Cet outil numérique est en développement.  Dans l’attente d’un financement, l’initiative repose principalement sur le bénévolat. Toutefois, l’embauche récente d’une personne à la coordination du projet est de bon augure.

À venir,  l’École de la transition énergétique

Monsieur Leblanc est persuadé qu’il est impératif,  pour que le Québec devienne une puissance mondiale dans le domaine de la batterie, de former adéquatement les personnes.

L’implantation d’une École de la transition énergétique à Bécancour est un exemple de dossier soutenu par le Consortium.  Un plan fonctionnel et technique détaillant le projet a été déposé auprès du ministère de l’Économie,  de l’Innovation et de l’Énergie.  La réponse du gouvernement est attendue pour la fin décembre 2024.  L’école pourrait ouvrir ses portes en 2027.

Selon monsieur Leblanc, le besoin de formation de la main-d’œuvre nécessite vraiment la création d’une école spécialisée dans le domaine : « Une école vue comme un centre d’innovation et de formation. D’ici 2030,  uniquement à Bécancour,  le besoin passe de 2 500 à 3 000 emplois directs.  Les cégeps et les centres de services scolaires offrent déjà des formations,  mais les besoins sont tels qu’ils dépassent nos capacités d’y répondre.  Qui plus est,  il faudra prévoir de la requalification,  du perfectionnement et de la formation sur mesure. »

« Actuellement, la batterie et la cellule sont à l’agenda.  Mais sous peu,  l’hydrogène vert sera beaucoup à l’avant-plan.  Il faut s’y préparer.  Le succès de ce centre dépendra de son agilité et de sa souplesse pour répondre aux besoins », précise monsieur Leblanc.

L’École de la transition énergétique prévoit la mise en place de programmes interordres (AEP, AEC, certificats, etc.).  Dans le cadre d’une approche intégrée,  les entreprises seront présentes au centre d’innovation et de formation,  notamment pour valider certainsprocessus.  Monsieur Leblanc rappelleque la contribution des entreprises est prévue dans le montage financier : « C’est pour cela que nous attendons une réponse définitive du gouvernement en ayant bon espoir qu’elle sera positive.  » 

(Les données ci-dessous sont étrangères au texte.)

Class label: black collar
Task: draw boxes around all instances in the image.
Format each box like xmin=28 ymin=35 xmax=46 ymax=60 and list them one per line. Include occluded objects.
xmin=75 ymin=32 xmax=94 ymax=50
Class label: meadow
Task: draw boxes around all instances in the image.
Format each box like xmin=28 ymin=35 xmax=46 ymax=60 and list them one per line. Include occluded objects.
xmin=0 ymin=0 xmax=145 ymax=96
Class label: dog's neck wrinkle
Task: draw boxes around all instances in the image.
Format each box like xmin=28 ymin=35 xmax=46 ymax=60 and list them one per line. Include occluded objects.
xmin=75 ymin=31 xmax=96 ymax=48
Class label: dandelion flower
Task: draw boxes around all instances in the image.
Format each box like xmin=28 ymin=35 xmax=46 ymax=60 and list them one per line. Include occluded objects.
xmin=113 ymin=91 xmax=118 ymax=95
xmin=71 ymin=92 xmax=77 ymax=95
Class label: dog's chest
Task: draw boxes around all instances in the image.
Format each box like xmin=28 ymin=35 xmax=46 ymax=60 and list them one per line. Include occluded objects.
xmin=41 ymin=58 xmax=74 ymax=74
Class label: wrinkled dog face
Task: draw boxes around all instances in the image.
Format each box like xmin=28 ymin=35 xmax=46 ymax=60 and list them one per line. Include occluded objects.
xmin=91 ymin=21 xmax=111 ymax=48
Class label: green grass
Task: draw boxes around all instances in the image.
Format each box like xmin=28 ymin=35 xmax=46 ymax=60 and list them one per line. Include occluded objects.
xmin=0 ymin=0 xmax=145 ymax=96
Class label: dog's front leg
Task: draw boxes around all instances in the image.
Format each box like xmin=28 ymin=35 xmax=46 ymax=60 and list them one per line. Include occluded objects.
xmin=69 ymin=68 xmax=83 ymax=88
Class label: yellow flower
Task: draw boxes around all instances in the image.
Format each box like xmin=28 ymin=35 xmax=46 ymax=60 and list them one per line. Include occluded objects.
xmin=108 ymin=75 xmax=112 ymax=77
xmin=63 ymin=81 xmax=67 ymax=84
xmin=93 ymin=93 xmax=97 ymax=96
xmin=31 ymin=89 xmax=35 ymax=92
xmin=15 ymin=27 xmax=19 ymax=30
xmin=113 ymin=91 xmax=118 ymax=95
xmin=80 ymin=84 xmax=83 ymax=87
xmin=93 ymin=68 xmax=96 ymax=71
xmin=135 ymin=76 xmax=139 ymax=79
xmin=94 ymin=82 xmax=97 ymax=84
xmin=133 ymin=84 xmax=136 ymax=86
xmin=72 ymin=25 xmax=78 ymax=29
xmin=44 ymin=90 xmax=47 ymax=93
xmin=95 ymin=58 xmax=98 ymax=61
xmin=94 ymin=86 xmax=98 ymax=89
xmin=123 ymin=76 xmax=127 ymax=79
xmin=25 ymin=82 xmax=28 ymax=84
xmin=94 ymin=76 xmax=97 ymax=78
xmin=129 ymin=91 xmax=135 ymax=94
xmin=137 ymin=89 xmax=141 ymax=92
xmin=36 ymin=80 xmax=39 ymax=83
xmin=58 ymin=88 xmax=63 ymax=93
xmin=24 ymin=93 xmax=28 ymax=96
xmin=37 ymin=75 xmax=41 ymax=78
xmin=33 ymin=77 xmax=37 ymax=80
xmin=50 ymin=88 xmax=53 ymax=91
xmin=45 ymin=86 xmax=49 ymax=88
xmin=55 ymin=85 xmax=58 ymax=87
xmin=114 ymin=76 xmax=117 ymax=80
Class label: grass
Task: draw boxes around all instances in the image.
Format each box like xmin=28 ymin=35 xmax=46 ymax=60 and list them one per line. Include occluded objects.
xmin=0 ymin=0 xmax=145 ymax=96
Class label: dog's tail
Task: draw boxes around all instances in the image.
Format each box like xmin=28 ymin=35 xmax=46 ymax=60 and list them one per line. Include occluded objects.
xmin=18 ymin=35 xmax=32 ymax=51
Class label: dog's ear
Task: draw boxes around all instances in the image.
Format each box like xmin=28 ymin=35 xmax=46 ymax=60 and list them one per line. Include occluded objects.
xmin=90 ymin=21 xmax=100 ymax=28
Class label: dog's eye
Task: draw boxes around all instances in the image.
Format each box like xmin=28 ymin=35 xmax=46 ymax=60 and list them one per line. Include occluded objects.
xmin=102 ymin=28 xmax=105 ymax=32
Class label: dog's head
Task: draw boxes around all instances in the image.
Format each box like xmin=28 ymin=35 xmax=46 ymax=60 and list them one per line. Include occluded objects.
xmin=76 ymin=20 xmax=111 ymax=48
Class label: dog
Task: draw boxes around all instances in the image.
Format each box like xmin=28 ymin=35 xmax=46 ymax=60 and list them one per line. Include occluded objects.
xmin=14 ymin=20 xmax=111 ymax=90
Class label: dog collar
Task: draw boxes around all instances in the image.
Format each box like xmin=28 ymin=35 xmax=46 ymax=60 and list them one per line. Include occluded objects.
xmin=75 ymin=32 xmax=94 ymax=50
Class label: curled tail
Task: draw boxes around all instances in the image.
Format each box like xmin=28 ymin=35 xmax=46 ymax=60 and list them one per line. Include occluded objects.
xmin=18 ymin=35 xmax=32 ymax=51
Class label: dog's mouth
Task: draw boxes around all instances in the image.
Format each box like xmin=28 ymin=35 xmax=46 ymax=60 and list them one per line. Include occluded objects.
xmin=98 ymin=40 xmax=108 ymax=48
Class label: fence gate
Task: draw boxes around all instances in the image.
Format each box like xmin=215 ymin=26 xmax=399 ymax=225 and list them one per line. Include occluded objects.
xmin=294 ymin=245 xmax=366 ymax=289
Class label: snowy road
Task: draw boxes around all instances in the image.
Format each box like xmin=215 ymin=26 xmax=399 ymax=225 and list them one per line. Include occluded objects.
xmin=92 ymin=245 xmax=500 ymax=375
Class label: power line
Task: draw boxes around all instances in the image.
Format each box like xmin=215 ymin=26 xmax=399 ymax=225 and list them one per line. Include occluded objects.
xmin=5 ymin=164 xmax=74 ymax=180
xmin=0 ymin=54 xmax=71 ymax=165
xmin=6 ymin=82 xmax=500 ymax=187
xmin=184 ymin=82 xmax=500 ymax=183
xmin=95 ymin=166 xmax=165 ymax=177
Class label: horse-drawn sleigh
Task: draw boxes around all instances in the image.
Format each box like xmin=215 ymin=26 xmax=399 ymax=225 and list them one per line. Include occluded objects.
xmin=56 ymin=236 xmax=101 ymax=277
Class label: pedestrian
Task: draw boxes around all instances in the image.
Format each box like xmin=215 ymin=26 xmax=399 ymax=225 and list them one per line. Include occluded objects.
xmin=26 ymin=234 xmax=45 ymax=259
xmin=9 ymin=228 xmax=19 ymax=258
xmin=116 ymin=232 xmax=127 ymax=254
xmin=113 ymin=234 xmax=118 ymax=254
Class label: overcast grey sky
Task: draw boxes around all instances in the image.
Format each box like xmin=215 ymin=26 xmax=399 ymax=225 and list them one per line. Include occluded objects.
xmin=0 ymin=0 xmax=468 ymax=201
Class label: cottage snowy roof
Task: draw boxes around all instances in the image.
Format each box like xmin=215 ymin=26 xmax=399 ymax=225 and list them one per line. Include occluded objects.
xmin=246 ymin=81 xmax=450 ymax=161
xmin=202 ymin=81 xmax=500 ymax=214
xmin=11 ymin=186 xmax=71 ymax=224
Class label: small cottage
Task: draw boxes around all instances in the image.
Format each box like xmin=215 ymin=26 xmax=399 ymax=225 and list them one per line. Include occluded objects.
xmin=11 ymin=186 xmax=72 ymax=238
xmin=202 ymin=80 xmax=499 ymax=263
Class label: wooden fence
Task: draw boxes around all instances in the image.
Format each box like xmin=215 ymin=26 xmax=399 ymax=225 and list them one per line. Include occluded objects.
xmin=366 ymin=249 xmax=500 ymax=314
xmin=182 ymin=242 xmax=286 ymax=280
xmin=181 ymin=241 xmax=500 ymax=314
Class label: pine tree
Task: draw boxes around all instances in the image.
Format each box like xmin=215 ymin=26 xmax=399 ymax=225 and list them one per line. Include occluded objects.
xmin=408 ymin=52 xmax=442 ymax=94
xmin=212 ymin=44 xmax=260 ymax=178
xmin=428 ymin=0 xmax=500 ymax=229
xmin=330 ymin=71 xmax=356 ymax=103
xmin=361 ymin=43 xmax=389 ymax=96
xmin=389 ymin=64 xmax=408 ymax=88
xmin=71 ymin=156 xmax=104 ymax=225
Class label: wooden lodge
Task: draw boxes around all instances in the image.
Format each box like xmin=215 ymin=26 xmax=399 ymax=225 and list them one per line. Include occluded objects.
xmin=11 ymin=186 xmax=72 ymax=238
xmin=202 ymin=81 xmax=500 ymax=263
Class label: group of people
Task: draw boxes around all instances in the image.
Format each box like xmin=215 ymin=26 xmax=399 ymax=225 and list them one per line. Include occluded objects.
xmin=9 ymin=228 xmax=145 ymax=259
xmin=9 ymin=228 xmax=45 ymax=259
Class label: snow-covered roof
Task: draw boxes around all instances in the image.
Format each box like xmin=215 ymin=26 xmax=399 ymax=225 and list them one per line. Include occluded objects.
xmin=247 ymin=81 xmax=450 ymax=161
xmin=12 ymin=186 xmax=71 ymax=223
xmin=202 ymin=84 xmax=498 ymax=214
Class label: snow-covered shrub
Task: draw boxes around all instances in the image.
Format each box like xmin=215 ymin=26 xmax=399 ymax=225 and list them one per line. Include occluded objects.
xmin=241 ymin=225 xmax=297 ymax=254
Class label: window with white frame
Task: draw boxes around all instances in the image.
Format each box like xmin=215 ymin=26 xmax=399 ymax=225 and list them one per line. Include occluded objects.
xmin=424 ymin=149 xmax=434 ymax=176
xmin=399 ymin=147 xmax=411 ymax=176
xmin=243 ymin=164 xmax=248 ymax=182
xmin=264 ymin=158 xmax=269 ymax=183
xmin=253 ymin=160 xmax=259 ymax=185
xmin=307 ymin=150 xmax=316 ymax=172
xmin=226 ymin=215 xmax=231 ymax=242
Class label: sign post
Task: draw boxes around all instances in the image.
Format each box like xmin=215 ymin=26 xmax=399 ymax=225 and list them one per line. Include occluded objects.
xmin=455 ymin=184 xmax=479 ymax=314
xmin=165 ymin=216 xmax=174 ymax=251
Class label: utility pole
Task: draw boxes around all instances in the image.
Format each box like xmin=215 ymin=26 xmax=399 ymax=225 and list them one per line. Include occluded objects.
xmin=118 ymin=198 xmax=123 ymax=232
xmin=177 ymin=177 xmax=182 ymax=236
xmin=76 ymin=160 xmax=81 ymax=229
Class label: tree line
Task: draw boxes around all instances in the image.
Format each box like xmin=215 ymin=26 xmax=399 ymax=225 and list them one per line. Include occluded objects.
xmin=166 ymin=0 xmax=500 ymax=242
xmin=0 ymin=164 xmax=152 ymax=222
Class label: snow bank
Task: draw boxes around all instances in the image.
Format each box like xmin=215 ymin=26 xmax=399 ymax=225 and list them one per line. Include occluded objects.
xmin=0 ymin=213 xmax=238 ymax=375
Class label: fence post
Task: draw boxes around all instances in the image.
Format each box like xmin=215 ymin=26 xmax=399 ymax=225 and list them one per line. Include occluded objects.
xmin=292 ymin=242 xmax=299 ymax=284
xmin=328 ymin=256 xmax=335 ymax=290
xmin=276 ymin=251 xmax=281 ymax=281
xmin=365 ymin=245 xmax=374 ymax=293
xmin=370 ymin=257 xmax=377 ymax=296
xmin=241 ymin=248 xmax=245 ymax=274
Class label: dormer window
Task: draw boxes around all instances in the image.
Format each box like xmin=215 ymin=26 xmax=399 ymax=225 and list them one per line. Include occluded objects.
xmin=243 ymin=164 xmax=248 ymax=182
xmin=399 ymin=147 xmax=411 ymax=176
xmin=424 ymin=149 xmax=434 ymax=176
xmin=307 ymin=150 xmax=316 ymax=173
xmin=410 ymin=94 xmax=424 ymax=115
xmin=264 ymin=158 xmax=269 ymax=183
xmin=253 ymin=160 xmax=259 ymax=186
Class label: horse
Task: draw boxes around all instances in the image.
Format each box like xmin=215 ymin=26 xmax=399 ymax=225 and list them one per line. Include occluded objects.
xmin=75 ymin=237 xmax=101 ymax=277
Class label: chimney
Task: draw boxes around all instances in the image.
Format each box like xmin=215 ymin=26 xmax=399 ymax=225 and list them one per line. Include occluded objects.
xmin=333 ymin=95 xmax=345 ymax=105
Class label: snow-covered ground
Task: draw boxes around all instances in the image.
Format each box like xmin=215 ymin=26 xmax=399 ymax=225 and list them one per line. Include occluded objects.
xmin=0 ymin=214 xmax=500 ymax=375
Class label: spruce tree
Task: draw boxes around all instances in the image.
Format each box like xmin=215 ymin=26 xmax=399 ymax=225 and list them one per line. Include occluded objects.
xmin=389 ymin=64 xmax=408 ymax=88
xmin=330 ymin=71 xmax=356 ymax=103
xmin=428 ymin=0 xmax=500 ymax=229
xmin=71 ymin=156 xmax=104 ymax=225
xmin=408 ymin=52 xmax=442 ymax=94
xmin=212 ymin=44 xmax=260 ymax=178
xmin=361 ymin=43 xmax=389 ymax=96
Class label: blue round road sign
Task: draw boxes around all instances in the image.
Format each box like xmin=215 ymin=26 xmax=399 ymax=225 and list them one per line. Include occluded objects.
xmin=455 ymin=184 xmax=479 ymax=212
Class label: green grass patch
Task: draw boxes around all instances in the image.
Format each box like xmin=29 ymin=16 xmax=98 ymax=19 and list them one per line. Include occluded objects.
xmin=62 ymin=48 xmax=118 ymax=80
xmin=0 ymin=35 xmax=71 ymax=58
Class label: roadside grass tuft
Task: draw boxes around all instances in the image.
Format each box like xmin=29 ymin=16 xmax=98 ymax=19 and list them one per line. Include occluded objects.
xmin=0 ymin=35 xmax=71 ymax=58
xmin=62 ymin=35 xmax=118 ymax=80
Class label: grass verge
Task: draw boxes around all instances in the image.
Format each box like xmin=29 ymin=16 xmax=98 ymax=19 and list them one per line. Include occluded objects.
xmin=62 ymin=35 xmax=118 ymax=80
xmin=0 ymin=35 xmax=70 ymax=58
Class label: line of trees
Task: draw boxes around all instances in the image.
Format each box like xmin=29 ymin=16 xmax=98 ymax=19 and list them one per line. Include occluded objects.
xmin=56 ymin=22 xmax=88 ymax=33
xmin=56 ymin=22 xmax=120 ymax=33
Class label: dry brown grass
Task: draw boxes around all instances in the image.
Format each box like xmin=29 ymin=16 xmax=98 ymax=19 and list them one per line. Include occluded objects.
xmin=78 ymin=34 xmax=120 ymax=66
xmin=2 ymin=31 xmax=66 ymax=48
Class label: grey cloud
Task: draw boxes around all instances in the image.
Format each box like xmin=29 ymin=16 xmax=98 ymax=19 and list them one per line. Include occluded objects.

Le Consortium Formation Énergie se positionne donc comme un acteur clé de la qualification de la main-d’œuvre actuelle et future. Cette remarquable alliance interordres est propice au développement de nouvelles compétences requises par la transition énergétique. Des compétences qui ne sont pas intégrées aux programmes d’études existants.